By Scott Malone - Analysis
BOSTON (Reuters) - The biggest U.S. business organization has fallen out with influential parts of Corporate America because of its trenchant opposition to climate-change legislation making its way through Congress.
The U.S. Chamber of Commerce’s opposition to the climate bill has already cost it prominent members including Apple Inc and California utility PG&E Corp.
And this week two of the lobbying group’s most powerful members, the conglomerate General Electric Co and the telecommunications equipment provider Cisco Systems Inc told Reuters they do not see eye-to-eye with the group on climate regulations.
“The Chamber does not represent our views on the urgent need for climate legislation,” said Peter O‘Toole, a spokesman for GE, the largest U.S. conglomerate. “We need climate legislation and a price for carbon in the U.S. now.”
The Chamber, which represents some 3 million U.S. businesses ranging from massive multinationals to mom-and-pop operations, says its positions take into account the needs of many sorts of businesses across a range of industries.
“Our goal is to have the positions that we actually take stances on be reflective of the democratic majority of the broad majority of the business community,” said Eric Wohlschlegel, a Chamber spokesman. “There are cases, not just with energy, where companies are going to peel off and take different positions than the Chamber.”
The bill making its way through Congress aims to reduce emissions of carbon dioxide -- a greenhouse gas that contributes to global climate change -- through a cap-and-trade system that would allow companies a limited amount of emissions. Those that emit more would need to buy additional credits; those that emit less would be able to sell credits.
The Chamber has raised concerns that the bill is not comprehensive enough and is not international in scope while seeking to tackle a global problem.
Its opposition to the climate bill, as well as to proposed health care reforms, has become enough of a concern to the White House that U.S. President Barack Obama met with Chamber officials on Thursday.
NEED TO “MODERNIZE”
Apple, which makes Macintosh personal computers and iPod music players, as well as utilities PG&E, Exelon Corp and PNM Resources Inc, quit the Chamber outright over this issue, while giant sportswear maker Nike Inc stepped down from the board but remains a member of the group.
Even companies that are keeping up their memberships said they would like to see change.
Cisco, the world’s largest maker of equipment for networking computers, aims to work with the Chamber “to modernize their position,” said spokeswoman Jennifer Greeson.
Duke Energy Corp Chief Executive Jim Rogers has long advocated regulation of carbon dioxide emissions and threw his weight behind the House version of the bill. He has no plans to give up his seat on the Chamber’s board, a spokesman said.
“We work with the Chamber on lots of different issues, but we don’t always see eye-to-eye with them,” said Tom Williams, a spokesman for the Charlotte, North Carolina-based company.

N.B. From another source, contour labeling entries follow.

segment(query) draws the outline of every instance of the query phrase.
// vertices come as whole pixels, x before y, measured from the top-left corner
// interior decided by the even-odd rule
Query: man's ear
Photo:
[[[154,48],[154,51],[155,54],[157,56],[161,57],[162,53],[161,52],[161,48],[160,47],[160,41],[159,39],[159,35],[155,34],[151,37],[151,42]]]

Healthcare company Johnson & Johnson in April wrote Chamber officials a letter asking that their public comments on climate change “reflect the full range of views, especially for those of Chamber members advocated for Congressional action.”
Many of the nation’s largest companies have changed their tone on climate change in recent years, with some regarding regulations as inevitable and saying they would prefer the certainty that can only come when laws are passed. Businesses have also ramped up their green marketing, promoting themselves as environmentally concerned -- an image that does not mesh with aggressively fighting proposed climate regulations.
“It’s a really interesting, dramatic turn of events, and unprecedented in nature, that this many major companies would stand up and say: ‘You have it wrong,'” said Anne Kelly, director of climate policy at Ceres, a network of socially concerned investors, companies and public interest groups that collectively oversee some $7 trillion in assets.
“HEAVY COSTS” FEARED
To be sure, there are many loud voices within corporate America that oppose the proposed regulations.
The incoming CEO of oil company Chevron Corp, John Watson, told a meeting of Chamber members on Wednesday that the proposals “would lay heavy new costs on every family and business in the U.S.”
Chamber spokesman Wohlschlegel also noted that members of the organization dissatisfied with its position on climate have the option of joining its policy-setting environment committee, which currently has about 125 members.
The Chamber’s lobbying efforts extend far beyond environmental issues -- it has had a loud voice on both health care and financial regulatory reform, for instance.
Officials at Caterpillar Inc, Dow Chemical Co and International Business Machines Corp all pointed out that their companies belong to the Chamber in part because of the breadth of its influence.
“Our involvement with the Chamber is bigger than a single issue,” said IBM spokesman Jay Cadmus. “There are going to be times when you don’t agree.”